In this collection of poems, Inge Israel works through Samuel Beckett's letters, his biographies and his actual plays and novels to probe the imagination that created his artistic works. Arguably the pre-eminent avant-garde and most influential writer of the 20th century and a legend in his own time, Beckett presents many glaring paradoxes.
Beckett was born in a country ruled by the Catholic Church yet raised by a strict and devoutly Protestant mother. He loved the King James Bible and knew long passages of it by heart but did not believe in it. He loved his mother but fought to free himself of her influence. He loved Ireland but left to live in France. He loved the classics yet despaired of language being able to express anything meaningful.

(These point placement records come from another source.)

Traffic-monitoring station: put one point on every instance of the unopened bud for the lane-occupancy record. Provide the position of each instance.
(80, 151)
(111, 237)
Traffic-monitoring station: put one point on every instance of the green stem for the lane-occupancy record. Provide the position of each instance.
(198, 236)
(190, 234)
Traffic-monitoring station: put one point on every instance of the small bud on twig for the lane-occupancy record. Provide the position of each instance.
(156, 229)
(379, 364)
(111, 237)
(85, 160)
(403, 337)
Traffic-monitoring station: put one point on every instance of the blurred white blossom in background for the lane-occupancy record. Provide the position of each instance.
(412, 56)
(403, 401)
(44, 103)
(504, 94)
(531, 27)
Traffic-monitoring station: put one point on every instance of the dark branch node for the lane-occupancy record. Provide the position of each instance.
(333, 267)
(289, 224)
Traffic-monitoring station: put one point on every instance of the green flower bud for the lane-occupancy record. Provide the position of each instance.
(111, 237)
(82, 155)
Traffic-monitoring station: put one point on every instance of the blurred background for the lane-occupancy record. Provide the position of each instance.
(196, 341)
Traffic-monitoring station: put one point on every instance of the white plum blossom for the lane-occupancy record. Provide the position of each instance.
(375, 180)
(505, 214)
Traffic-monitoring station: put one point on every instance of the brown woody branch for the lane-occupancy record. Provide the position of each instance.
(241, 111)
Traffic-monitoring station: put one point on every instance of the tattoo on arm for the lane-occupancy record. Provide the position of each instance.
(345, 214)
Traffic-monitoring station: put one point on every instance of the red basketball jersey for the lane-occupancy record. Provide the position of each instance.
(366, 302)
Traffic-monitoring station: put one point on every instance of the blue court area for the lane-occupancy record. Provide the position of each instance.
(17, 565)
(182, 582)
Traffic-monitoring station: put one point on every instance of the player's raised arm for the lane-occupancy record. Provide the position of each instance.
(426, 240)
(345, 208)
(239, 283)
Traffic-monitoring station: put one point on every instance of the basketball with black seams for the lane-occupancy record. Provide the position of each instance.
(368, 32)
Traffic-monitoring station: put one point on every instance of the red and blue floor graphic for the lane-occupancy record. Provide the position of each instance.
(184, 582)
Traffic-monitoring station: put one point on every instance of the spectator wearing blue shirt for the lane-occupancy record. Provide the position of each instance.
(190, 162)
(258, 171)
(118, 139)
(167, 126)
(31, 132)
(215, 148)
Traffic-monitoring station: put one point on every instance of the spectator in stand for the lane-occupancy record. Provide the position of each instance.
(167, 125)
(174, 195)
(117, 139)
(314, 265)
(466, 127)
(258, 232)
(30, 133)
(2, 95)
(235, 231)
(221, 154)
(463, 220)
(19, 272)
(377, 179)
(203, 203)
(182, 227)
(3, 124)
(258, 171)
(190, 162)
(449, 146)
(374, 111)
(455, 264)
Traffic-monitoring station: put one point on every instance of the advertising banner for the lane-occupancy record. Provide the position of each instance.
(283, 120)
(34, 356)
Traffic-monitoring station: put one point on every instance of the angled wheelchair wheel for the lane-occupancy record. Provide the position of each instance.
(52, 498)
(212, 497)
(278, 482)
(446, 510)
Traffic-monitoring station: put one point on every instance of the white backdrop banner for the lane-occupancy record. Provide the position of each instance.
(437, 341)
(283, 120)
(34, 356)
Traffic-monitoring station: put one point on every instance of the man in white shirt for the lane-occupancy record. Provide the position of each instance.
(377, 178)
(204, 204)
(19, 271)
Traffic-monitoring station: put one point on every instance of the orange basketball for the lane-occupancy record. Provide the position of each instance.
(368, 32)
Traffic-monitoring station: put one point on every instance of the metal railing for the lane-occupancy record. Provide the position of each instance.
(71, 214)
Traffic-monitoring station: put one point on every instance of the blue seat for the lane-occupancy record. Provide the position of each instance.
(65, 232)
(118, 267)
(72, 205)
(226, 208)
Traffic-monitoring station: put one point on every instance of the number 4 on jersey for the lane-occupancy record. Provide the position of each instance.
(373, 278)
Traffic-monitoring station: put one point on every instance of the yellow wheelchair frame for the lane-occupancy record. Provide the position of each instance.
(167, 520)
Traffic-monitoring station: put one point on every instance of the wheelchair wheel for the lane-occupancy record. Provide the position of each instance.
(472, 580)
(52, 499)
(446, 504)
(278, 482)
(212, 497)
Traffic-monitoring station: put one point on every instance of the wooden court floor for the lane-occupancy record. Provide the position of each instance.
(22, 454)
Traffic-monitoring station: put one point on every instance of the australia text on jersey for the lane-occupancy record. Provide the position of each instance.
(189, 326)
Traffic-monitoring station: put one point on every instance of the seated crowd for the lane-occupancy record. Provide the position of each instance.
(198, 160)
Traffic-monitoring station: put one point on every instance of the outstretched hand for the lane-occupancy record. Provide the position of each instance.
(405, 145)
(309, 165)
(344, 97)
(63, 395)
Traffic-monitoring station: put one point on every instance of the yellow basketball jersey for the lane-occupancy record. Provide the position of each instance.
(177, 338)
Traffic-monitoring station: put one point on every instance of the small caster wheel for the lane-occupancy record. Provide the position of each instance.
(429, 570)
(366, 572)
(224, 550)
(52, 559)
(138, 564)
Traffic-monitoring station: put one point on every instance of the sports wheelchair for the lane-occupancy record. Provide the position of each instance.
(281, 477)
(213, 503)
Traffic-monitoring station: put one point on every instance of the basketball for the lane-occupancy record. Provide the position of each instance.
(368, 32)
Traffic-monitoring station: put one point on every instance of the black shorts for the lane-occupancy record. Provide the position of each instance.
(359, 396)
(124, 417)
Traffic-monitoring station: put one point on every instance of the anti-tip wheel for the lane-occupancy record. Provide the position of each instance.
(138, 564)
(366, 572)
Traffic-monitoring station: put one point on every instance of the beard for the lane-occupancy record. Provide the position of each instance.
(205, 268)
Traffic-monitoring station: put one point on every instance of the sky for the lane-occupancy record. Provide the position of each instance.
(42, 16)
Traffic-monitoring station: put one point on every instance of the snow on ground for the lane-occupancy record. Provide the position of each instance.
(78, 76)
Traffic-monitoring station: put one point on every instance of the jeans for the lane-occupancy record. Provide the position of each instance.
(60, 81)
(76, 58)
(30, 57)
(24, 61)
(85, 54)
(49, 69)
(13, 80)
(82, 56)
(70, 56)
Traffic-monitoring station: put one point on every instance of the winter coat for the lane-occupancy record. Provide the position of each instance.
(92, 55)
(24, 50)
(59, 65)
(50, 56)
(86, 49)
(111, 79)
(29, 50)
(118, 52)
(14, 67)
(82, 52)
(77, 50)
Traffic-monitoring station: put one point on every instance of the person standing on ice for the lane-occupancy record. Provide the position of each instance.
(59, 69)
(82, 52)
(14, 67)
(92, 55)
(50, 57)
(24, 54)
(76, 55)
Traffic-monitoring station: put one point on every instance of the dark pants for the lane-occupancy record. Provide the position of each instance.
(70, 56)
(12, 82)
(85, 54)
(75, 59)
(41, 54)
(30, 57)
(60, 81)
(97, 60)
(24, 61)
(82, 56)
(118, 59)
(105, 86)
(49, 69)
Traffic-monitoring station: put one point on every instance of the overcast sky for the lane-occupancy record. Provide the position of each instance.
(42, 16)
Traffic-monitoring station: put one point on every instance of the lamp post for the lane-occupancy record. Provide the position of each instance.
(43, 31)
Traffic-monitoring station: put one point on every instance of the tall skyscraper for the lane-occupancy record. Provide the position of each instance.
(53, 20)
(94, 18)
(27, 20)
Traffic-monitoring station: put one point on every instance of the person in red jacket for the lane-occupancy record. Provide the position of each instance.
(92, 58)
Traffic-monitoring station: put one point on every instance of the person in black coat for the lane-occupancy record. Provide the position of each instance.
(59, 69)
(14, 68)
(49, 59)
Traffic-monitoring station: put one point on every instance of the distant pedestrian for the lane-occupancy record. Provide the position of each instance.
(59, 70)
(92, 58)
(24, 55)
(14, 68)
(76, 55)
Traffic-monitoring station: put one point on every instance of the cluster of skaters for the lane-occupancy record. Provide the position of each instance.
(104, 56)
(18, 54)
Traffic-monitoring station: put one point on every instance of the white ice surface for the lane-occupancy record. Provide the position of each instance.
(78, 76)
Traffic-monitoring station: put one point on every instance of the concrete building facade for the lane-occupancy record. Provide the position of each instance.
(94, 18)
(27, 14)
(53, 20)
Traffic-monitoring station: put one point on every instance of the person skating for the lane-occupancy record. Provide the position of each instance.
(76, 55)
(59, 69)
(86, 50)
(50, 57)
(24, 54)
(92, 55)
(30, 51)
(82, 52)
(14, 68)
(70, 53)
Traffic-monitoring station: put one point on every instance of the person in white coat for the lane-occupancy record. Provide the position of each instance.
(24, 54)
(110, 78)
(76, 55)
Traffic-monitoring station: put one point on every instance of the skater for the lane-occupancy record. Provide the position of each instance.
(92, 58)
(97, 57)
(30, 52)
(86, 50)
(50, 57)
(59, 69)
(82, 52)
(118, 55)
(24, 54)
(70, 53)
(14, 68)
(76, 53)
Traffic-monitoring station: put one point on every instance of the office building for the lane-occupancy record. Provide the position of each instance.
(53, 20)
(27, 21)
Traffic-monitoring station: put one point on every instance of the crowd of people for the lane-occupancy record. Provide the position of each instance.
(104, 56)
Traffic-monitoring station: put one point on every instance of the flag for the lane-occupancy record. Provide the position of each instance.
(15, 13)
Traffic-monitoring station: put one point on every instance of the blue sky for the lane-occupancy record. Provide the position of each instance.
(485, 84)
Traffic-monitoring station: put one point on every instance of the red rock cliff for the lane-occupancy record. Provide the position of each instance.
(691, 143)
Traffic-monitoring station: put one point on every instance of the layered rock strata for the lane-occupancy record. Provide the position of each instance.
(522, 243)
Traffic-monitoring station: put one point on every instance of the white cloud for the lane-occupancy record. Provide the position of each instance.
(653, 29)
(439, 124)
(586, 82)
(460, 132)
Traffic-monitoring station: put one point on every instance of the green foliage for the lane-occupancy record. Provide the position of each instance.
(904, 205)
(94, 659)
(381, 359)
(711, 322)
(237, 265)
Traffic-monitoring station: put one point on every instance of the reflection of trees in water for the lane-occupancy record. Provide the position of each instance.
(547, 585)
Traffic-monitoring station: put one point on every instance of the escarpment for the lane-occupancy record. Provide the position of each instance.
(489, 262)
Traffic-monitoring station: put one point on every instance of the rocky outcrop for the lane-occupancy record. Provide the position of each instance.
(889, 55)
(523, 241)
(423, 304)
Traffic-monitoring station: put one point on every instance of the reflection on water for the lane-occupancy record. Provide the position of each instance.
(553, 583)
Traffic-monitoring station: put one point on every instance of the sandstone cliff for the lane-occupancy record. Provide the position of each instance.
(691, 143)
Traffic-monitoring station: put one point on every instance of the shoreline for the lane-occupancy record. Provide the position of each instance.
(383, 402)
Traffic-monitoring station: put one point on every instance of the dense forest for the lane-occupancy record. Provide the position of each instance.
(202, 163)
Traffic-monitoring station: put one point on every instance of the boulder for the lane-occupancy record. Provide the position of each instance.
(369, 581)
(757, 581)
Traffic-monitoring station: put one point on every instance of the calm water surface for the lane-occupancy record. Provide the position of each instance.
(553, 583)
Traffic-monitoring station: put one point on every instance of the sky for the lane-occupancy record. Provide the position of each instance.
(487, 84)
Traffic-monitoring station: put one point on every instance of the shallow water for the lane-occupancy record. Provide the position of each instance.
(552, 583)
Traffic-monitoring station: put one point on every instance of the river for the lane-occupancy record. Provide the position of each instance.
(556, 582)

He dearly loved to be in the company of close friends yet even in their midst remained a solitary man, almost misanthropic. His outlook was gloomy, but he also had a streak of humour. Israel's poems open a new and remarkable window on this writer of many contradictions.
About the author
Born in Frankfurt of Russo-Polish parents, Inge Israel spent her childhood and adolescence mostly in Paris and Dublin. In Canada since 1958, she makes her permanent home in Edmonton, while continuing to travel widely and spending extended periods of time in Dublin, Paris, Cambridge and other places. Fluent in four languages Israel has written extensively for radio; her work has been broadcast by the BBC and CBC French and English Networks. A six-months’ stay in Japan inspired Raking Zen Furrows (Ronsdale, 1991), her fourth book of poetry and her first in English. Also published by Ronsdale Press are Unmarked Doors (1992) and Rifts in the Visible, her seventh book.